公図と実際の敷地形状が異なるところもあり
敷地境界も一般的には境界杭ですが、
この角の玉石とあの玉石といった具合です。

この家を再生、
つまり以前の面影や構造を残しながら
現代の新築並みの性能にするのが住まい手のご要望です。
再生を行う過程では様々な要素を検討する必要があります。
過去のケースでは​折立の家​や​春明の家​は共に減築をしています。
これは建物があまりに大き過ぎる場合
全体の予算で賄えなくなることと
実際の生活ではそれほど大きな家は必要が無いことによるものです。
又、過去の改装や増築を繰り返してきた、
ある意味その場しのぎの対応を一旦ご破算にする必要があるからです。
もちろん、建物が本来持っているデザインや意匠はできるだけ残す工夫が求められます。
今回の調査、再生計画は緒に就いたばかりですが、
できるだけ木造の古い建物を残していきたいと思っています。
馬籠や古川、高山といった古い建物のある街並みには多くの人が訪れますが新興の住宅地にはいくら立派な建物が建っていても人が行くことはありませんし、いくらお金を出しても古さを買うことはできません。

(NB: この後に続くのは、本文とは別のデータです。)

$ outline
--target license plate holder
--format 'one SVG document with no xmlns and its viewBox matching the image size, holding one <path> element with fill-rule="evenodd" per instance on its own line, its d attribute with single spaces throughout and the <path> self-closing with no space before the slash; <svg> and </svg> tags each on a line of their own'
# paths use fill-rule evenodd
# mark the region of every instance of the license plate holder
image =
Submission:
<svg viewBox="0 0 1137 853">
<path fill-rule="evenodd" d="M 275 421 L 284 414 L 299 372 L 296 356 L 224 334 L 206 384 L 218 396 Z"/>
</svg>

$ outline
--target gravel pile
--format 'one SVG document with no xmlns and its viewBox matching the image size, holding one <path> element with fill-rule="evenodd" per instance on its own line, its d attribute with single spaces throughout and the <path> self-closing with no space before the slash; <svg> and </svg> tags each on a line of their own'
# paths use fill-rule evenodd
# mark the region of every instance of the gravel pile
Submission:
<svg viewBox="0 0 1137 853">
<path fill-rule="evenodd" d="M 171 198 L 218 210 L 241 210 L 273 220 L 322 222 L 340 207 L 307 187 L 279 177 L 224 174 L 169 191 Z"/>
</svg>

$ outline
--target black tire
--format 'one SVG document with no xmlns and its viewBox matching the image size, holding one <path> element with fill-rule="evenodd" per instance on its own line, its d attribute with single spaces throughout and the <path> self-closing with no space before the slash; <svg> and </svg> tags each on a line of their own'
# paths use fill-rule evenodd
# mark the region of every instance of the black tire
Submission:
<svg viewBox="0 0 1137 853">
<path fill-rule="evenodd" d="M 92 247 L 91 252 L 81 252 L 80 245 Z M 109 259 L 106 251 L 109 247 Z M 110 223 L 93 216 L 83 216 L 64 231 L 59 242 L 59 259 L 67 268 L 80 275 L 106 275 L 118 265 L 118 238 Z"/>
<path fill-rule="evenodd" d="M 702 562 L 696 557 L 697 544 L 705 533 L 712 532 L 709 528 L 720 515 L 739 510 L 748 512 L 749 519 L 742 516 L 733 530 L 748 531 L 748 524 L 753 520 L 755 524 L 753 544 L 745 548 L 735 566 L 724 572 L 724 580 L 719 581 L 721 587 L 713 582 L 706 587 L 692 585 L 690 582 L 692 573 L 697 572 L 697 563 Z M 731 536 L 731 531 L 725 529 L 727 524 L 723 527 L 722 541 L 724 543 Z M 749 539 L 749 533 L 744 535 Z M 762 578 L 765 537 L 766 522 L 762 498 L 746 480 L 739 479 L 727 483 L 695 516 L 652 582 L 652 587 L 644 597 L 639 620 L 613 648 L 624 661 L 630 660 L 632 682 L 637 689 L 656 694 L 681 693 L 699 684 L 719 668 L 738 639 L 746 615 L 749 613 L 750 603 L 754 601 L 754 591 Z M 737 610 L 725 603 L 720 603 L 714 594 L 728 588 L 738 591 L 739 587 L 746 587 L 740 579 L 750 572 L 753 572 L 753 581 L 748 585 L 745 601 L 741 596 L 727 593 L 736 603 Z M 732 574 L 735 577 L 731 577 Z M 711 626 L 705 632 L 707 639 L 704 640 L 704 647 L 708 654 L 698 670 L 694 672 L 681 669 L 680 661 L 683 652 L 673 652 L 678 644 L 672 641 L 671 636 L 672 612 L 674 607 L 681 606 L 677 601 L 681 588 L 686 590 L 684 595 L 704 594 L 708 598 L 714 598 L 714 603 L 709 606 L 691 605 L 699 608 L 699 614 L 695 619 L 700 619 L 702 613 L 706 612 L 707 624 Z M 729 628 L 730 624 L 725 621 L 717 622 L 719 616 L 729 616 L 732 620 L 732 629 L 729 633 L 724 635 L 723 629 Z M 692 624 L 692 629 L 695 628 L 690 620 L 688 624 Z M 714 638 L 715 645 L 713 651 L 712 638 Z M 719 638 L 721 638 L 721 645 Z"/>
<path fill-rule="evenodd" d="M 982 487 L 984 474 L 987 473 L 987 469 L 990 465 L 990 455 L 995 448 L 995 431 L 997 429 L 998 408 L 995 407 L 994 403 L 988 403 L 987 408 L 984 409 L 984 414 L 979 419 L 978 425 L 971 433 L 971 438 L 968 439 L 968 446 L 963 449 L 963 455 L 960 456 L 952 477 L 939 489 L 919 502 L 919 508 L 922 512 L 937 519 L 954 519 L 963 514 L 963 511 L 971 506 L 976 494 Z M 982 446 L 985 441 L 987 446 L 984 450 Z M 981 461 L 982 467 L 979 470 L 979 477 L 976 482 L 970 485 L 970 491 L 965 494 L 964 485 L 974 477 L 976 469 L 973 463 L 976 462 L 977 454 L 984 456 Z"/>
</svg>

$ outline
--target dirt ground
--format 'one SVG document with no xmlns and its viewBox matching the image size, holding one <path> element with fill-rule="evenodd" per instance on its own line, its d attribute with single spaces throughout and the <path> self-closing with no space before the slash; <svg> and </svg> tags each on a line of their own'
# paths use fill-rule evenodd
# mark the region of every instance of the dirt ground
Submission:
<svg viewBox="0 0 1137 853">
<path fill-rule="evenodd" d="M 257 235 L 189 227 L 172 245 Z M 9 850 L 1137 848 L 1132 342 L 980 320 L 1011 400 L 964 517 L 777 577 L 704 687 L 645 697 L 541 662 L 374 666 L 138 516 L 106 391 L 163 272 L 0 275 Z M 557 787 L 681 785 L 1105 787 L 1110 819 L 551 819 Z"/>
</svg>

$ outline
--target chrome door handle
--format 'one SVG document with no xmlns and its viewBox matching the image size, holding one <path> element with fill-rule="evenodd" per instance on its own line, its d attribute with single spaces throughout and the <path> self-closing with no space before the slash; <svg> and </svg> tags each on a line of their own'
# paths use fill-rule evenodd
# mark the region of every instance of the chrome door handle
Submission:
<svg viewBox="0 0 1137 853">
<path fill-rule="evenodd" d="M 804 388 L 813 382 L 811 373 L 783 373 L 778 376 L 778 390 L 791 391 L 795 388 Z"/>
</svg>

昨年の夏、我が家にオランダから来ていた留学生が、古いものにこそ価値があり、伝統的なものや長く大事にされてきたものでなければあまり興味はないと言っていました。
紙太材木店も、長く大事にされる家を造っていきたいですし、
長く大事にされてきた建物を次の世代に引き継ぐ手伝いもしていきたいと思っています。
90年前、紙太材木店が祖父の代の時に建てた家の再生に携わることができるのはこの上ない喜びです。